Remarkably, canonical small HERC encoding genes are found also in some red and brown algae (e.g. Fistulifera solaris, Galdieria sulphuraria and Cyanidioschyzon merolae) as well as in green plants.
The latter organisms uniquely encode for canonical small HERCs and their presence is restricted to the green algae and herbaceous plants, though the latter organisms uniquely encode for canonical small HERC members.

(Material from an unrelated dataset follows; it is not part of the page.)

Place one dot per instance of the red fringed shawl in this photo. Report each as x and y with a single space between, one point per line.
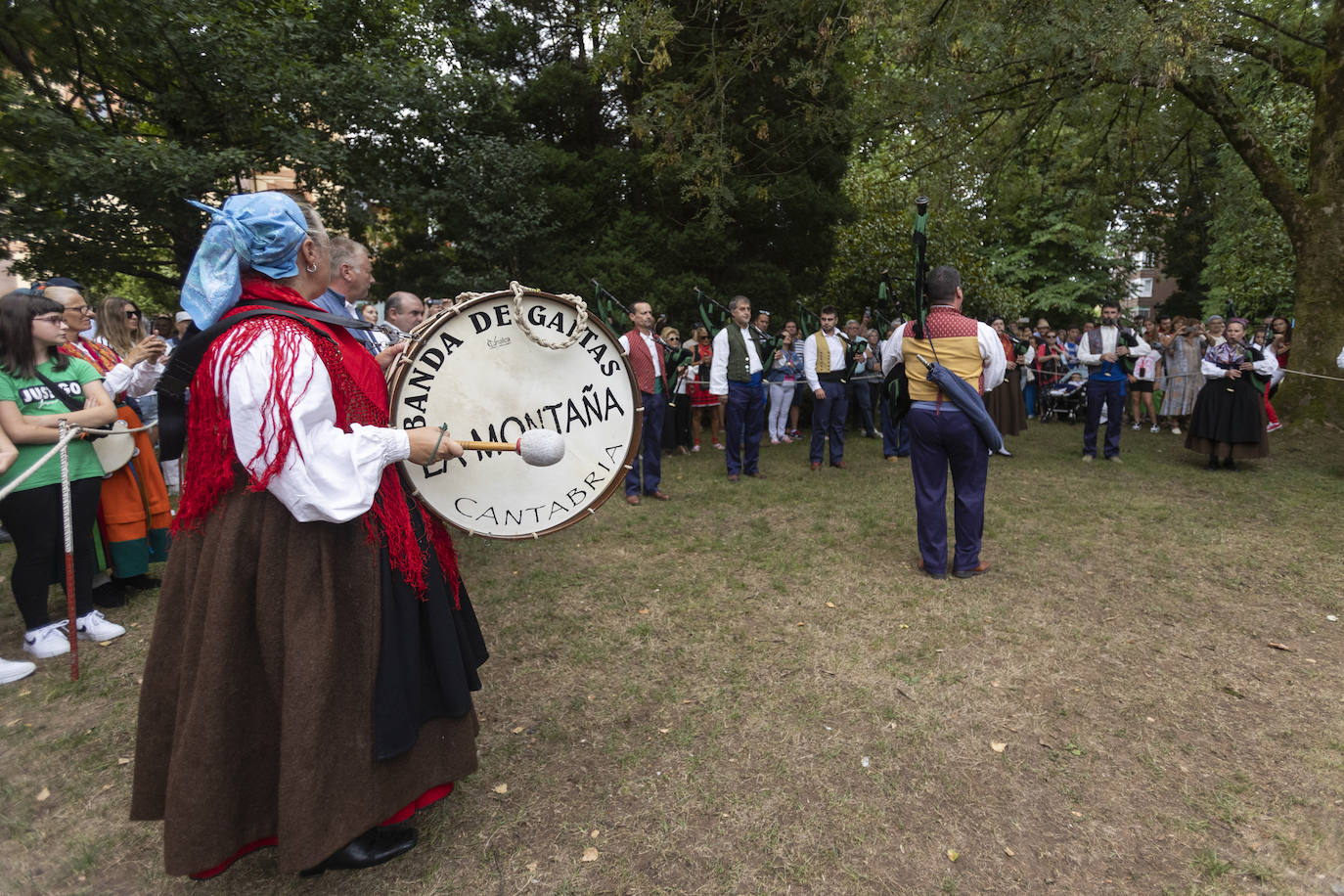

It appears clear that the current HERCs phylogenetic history needs to be re-assessed. Actually, we are aware that HERC proteins are not exclusively restricted to the animal kingdom but evolutionary they emerged earlier, an occurrence that is witnessed by their appearance in protist and plant kingdoms. The molecular mechanisms controlling the HERC ubiquitin ligases, as well as their enzymatic regulation and substrate specificity, are so far open questions and answering to them will represent the major future challenge to fully understand their functional roles. In this regard, the large HERCs possess a variety of motifs whose function remains currently mysterious. Besides the RLD domain, the SPRY motif is highly conserved throughout the evolution suggesting a strictly maintained role. Currently, whether the N-terminal domain of large HERC contribute to the specificity of the substrate recognition, to the enzymatic regulation or both and to a what extent to date remains unknown. The presence of HERC encoding genes in simple, and genetically amenable, organisms (e.g., amoebozoa) potentially make them very valuable and attractive models, alternative to animals, to better understand and clarify the functional roles, substrates, physical/genetic interactors and cellular substrates of these peculiar group of E3 ubiquitin ligases.